Conservation Biology

Volk, Kate [1], Ahlering, Marissa [2], Hamilton, Jill [3].

Physiological trait response to changing water availability for a prairie forb sourced from different soil types and its implications to seed transfer in restoration.

Fine-scale environmental heterogeneity can contribute to the evolution of trait differences important to plant fitness. However, depending on the scale and extent of adaptation, the evolution of trait differences could impact the success of seeds transferred across environments. This is particularly of concern in restoration, where the interaction between the soil environment and shifting water availability may impact seeding success.
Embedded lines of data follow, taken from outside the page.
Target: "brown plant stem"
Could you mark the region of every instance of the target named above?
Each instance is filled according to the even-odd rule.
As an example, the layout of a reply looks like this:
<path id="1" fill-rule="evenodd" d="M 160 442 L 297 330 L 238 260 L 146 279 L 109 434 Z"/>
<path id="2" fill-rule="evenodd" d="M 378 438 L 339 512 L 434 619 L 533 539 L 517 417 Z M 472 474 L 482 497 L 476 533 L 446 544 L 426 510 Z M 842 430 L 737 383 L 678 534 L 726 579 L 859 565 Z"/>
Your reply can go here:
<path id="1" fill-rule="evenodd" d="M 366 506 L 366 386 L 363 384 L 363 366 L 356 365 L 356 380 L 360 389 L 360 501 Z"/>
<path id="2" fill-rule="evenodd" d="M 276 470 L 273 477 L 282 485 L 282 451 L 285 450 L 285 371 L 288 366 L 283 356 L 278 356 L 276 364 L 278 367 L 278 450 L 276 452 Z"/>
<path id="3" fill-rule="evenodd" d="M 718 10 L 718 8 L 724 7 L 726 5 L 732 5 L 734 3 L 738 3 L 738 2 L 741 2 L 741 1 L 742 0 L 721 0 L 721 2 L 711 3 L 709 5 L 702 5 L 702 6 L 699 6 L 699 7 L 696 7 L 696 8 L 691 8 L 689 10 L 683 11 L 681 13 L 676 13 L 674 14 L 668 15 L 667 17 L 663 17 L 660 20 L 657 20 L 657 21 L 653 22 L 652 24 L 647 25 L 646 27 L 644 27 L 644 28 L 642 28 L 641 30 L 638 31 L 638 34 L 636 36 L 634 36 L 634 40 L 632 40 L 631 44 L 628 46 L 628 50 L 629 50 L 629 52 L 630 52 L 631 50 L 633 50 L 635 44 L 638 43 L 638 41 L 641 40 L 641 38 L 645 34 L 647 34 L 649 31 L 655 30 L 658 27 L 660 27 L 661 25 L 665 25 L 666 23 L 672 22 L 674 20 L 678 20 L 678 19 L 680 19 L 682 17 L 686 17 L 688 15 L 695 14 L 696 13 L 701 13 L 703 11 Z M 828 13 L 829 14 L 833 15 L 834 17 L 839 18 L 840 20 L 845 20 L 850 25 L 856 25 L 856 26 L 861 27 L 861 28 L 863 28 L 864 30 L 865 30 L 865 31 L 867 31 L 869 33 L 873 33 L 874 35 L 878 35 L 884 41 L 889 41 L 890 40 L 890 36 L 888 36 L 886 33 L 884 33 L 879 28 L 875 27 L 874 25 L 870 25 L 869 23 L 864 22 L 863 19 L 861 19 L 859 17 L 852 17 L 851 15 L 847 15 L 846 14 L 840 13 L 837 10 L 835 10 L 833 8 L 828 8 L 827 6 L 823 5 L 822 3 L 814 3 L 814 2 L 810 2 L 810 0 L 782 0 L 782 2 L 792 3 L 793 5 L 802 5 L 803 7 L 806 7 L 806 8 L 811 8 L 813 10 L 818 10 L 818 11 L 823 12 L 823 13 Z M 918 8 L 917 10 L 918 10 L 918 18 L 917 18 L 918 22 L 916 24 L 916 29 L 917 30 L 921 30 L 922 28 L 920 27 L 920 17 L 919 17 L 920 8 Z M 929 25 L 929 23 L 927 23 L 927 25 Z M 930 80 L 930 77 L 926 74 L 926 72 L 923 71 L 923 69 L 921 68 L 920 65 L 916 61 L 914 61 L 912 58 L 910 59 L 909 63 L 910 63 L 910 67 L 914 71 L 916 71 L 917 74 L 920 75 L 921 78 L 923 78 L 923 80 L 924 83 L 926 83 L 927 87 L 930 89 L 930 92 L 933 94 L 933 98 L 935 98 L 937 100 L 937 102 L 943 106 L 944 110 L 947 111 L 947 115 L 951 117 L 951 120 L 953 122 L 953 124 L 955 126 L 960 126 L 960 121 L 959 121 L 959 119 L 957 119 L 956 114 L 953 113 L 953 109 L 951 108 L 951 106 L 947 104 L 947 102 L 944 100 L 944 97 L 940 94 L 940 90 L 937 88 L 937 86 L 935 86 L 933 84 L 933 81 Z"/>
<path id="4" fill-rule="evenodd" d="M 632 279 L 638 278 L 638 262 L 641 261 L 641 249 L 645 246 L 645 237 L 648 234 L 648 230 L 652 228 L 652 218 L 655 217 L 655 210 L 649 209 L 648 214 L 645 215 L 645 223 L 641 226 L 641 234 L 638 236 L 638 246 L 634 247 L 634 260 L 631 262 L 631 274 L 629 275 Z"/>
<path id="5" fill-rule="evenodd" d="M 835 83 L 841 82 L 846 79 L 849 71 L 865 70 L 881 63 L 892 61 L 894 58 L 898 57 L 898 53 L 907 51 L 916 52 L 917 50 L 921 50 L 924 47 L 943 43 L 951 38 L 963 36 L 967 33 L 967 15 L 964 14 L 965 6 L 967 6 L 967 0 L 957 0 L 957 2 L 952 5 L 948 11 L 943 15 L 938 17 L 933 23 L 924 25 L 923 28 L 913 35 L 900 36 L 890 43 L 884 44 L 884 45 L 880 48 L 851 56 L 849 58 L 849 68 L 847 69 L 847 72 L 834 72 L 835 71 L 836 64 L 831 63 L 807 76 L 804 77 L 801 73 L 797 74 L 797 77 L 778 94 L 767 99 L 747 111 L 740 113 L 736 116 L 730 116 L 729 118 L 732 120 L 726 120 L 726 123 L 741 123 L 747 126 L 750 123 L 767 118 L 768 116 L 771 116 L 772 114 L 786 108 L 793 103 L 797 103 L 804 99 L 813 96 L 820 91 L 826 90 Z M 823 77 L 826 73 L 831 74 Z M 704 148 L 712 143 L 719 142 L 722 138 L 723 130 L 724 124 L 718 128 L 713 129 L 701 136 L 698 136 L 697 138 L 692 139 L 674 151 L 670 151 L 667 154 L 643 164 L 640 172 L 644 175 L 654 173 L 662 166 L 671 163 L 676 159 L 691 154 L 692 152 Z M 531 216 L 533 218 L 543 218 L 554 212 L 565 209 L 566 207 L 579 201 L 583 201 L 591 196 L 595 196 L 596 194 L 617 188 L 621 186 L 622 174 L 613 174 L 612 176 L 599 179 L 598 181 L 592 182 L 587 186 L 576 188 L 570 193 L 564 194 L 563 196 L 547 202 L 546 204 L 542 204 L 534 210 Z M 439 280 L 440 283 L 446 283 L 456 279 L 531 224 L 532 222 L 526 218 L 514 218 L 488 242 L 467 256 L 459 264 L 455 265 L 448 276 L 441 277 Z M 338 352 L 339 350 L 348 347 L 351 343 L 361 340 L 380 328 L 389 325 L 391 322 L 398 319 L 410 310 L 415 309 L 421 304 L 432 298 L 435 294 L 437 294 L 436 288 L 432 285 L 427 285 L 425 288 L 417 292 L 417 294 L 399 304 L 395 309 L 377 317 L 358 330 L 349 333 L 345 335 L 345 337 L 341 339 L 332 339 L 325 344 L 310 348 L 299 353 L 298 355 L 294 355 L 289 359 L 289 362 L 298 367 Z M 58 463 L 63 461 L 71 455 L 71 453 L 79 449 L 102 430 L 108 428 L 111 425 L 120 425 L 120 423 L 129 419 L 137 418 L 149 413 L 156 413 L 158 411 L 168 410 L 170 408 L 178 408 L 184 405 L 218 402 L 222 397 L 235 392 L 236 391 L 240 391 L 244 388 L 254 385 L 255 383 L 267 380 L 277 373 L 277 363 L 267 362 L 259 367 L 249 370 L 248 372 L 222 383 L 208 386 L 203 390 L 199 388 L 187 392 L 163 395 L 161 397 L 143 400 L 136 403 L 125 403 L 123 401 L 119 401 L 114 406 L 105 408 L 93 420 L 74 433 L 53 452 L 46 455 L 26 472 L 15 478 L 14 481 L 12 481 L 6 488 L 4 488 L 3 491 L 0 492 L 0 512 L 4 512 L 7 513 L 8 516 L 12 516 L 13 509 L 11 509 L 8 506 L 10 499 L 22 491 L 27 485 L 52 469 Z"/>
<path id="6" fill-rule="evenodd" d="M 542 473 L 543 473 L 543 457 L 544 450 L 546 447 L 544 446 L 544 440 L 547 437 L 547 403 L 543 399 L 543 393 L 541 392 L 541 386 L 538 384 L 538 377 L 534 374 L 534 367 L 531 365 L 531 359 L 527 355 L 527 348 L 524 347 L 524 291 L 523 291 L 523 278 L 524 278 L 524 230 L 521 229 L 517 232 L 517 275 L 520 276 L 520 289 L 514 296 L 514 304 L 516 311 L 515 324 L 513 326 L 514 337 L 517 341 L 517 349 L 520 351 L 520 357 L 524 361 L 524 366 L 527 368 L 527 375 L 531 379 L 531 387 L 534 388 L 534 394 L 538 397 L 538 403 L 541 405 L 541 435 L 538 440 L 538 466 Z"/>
While genetic differences may have evolved among populations, phenotypic plasticity may provide a mechanism to buffer changes in the environment, ensuring persistence across varying environments. Given this understanding, teasing apart the genetic and environmental contributions to trait variation across varying abiotic and biotic environments will be necessary to designing and implementing seed transfer recommendations for restoration. In this study, we used the perennial grassland forb, Geum triflorum, to quantify the contribution of genetic (g), environment (e), and gxe interactions to physiological trait differences important to plant fitness under varying water availability. Physiological traits were observed as they balance the trade-offs between carbon uptake during water loss as a means to maximize growth while minimizing risk of mortality. Populations of G. triflorum were collected from distinct soil environments, three from sand dominated soils and three from loam soils. Seeds were planted and grown under both well-watered and water-limited conditions. Due to contrasting water holding capacities, we predicted sand originating populations would exhibit greater physiological control over water use under water-limited conditions, but that loam populations would balance water use better under well-watered conditions. Surprisingly, we only observed physiological trait differences between sand and loam origins in the well-watered treatment, and any effect of soil origin disappeared under the stress of water-limitation. For G. triflorum, our results indicate that soil origin may not impact trait response under stressful environments, but differences in non-stressful environments could be important. For seed transfer across soil environments, our results point towards the need for further research aimed at understanding the scale of adaptation across soil types and the potential role the belowground community may play in restoration success.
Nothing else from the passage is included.